After finishing shut down, we lower the stairs and step down the ladder to the dusty ground. I now know exactly what aliens feel like when they lower their ramp and encounter humans for the first time. All these dudes just stared at us with no sound... just stared. Granted the tight tribalness of the Hazaras might make the Taliban unwelcome here, but it isn't super friendly seeming to me either. Well, lets drop some Dari on these cats!

"Salam Alekum." I say. (With appropriate gestures)

"Wah Alekum a salam." is the reply. (Accompanying appropriate gestures.)

That worked! Great! I'll try some more! After all the standard greeting phrases that I know are exchanged... we are at least friends enough to exchange the cheek-kiss-hand-shake move. (note: this is well past the hand up, palm out transition to hand on heart move)

"Hey! where is our interpreter!" By the time the interpreter makes it out of the helicopter, everybody is cheek kissing, hand shaking, and talking in Dari way faster than I can keep up with anything.
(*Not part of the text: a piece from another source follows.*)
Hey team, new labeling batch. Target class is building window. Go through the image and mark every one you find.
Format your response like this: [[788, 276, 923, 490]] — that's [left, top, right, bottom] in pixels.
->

After a few more minutes, talking to the lead guy through the interpreter, we are now invited to the provincial governor's house for tea.

I figure it would be rude not to go... Who am I to refuse the provincial governor's invitation to tea? After figuring out the fuel leak we pile into the trucks and head down into the main part of the village. The guy that was driving the truck that I was in seemed to have absolutely no sense of self-preservation when it comes to driving. The primary means of vehicle control for this guy was the horn. A tight blind corner at high speed, no problem a few angry horn honks can't solve! WEEEEE!!!!!!! It's not like the road was gravel, edged with cliff. I think the horn actually increased traction for the tires too.


Gravel ricochetting off the wheel wells, children leaping out of the road like pigeons being harassed, the horn blasting to warn trees to get out of the way... the interpreter, Sophi, shouts to me, "we go now, Buddhas!"

Fuck Yea! I am really going to get to see them!

We drive up to the base of them. I am more than a little trilled! Never did I dream when I was in school discussing the Taliban destroying 6th century monasteries did I ever expect to actually find myself there in person. It didn't stop there. The crazy driver guy has the keys... the keys to the archaeological site itself! Granted he had the key to what amounted to a chicken wire fence with a few posts that is meant to keep keep trespassers out... but either way, we were about to get the grand tour!

This is the base of the larger, female, Buddha.


Me, in front of the male buddha. I have pictures of other people, but for security conserns, I don't post them.


Up inside the monastery. These carved stairways into the rock are pretty steep. They must be about 60 deg or so. It is like being in a giant ant farm. This place is not for people with bad knees or shortness of breath. The entire mountain seems to be tiny crumbly sandstone stairways, all at 8400 feet. It seems designed to make you dizzy and fall to your death.


Looking out on Bamyan Valley from one of the carved caves.


To end the day, we came back with no further problems.

I am pretty sure that this is the area that gets described in the Christopher Moore book, "Lamb."



As I have been thinking about it. It almost seems that the buddhas are more powerful in their destroyed form. I am sure they appreciate that.